Polychroma formed in early 2024,
and gave their first public performance later that same year at the Young Ensembles Competition of the London International Festival of Early Music, where they received the first prize. Several months later, they were chosen as the 2025-2026 Rheinsberger Hofkapelle, to be in residence throughout the season at the historic court of Prince Frederick in Rheinsberg, Germany. Now officially in their first full season, they will make appearances in London and around the Netherlands and Germany, presenting five unique programs of music by composers of the Rheinsberg court as well as Georg Philipp Telemann, Pietro Antonio Locatelli, and Jean-Marie Leclair.
Performance at LIFEM 2025, photo by Anna McCarthy Photography
The ensemble is currently based in The Hague, Netherlands, where its members met while studying early music at the Koninklijk Conservatorium Den Haag. Drawn together by their mutual passion for historical performance and a desire to wrestle with even the tiniest musical details, they blend diverse musical, historical, and artistic interests. Their musical bond was formed through relishing the moments of extravagant chromaticism in the first repertoire they played together - trio sonatas by J. S. Bach and C. P. E. Bach - and while their focus has expanded beyond German repertoire, they still enjoy highlighting under-performed music, and make a point of crafting all their programs around a focus of unusual tonal colors.

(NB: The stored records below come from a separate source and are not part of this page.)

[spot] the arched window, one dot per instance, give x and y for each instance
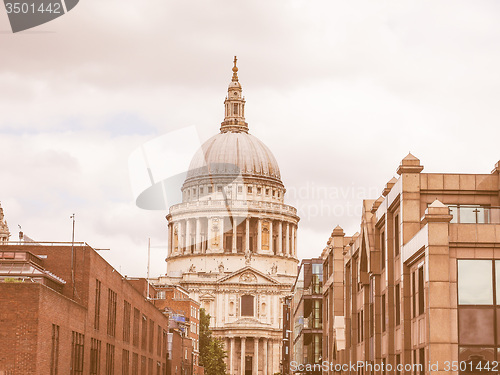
(247, 305)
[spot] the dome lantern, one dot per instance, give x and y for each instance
(234, 105)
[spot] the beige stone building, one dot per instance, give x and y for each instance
(233, 241)
(419, 285)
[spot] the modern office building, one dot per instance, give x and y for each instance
(233, 241)
(421, 280)
(307, 316)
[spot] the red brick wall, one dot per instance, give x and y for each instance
(46, 307)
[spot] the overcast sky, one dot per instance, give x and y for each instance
(340, 91)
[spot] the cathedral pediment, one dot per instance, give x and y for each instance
(247, 275)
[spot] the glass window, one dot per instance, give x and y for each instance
(475, 282)
(475, 326)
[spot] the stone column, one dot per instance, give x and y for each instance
(259, 235)
(187, 249)
(280, 237)
(243, 351)
(271, 239)
(276, 351)
(198, 236)
(231, 351)
(442, 339)
(287, 239)
(235, 233)
(221, 233)
(247, 234)
(255, 366)
(264, 349)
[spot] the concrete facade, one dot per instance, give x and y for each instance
(233, 241)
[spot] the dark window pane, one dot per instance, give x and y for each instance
(475, 282)
(475, 326)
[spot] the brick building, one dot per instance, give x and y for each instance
(65, 310)
(175, 301)
(417, 290)
(307, 320)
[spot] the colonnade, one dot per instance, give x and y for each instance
(193, 236)
(252, 347)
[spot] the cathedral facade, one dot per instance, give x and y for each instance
(233, 241)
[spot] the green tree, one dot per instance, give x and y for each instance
(212, 353)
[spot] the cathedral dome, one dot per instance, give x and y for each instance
(230, 152)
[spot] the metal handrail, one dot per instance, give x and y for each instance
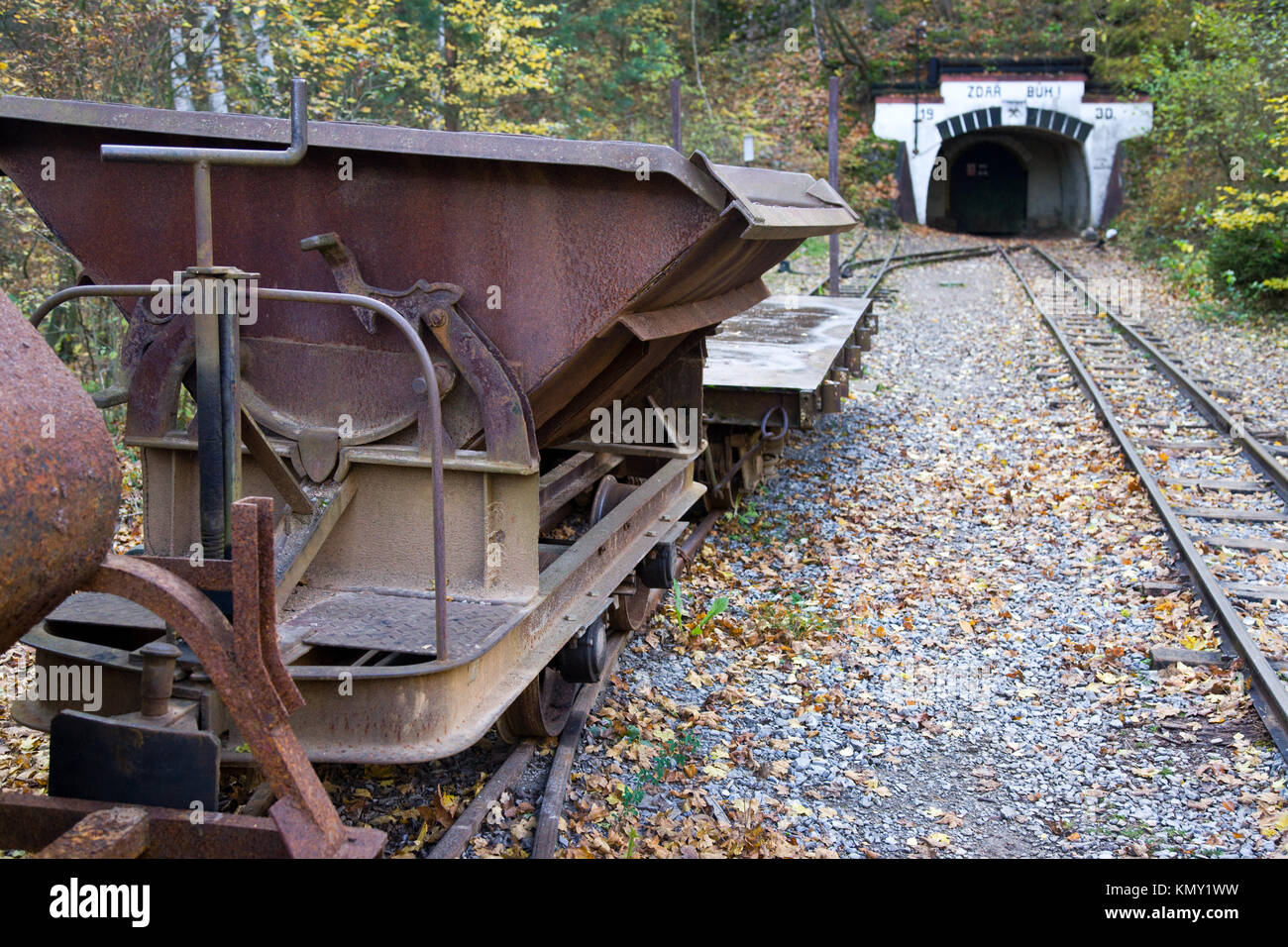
(436, 410)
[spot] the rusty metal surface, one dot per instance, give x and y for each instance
(785, 343)
(375, 621)
(245, 667)
(59, 482)
(561, 237)
(116, 832)
(30, 822)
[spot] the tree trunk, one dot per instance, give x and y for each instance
(210, 56)
(179, 85)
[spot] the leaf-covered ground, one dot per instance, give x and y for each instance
(934, 643)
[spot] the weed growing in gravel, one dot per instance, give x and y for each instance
(698, 624)
(791, 617)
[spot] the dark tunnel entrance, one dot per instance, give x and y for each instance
(1010, 180)
(988, 189)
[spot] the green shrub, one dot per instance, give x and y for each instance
(1241, 260)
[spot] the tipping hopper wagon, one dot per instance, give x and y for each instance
(398, 341)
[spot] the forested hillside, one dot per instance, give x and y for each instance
(1206, 191)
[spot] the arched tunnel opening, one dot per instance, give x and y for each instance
(1013, 180)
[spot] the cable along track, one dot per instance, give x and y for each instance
(1214, 483)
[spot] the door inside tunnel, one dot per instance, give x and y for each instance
(988, 189)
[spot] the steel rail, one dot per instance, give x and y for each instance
(1218, 416)
(1273, 705)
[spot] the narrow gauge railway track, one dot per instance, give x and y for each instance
(1218, 487)
(545, 841)
(884, 265)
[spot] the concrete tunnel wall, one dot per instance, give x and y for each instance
(1057, 189)
(1065, 141)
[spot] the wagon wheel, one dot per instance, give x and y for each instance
(631, 611)
(540, 710)
(720, 460)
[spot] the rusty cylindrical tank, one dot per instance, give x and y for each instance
(59, 483)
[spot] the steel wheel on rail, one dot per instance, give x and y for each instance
(631, 609)
(540, 710)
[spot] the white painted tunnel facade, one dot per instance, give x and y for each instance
(1059, 145)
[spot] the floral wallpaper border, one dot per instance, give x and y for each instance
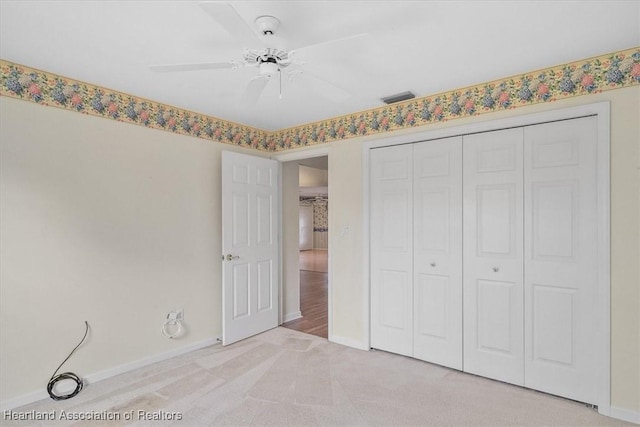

The ensemble has immortalized this love of chromaticism through their name, Polychroma: it means “colorful,” or “multi-colored,” and is a reference to colors of all kinds, whether musical or visual. It is also a symbolic nod to the Greek goddess Iris, goddess of the rainbow and of communication - the messenger between heaven and earth. Consider the Pythagorean notion of “music of the spheres:” if music is humanity’s earthly taste of the heavens, here, the rainbow of color is the mode of transmission. Thus, Polychroma communicates through color.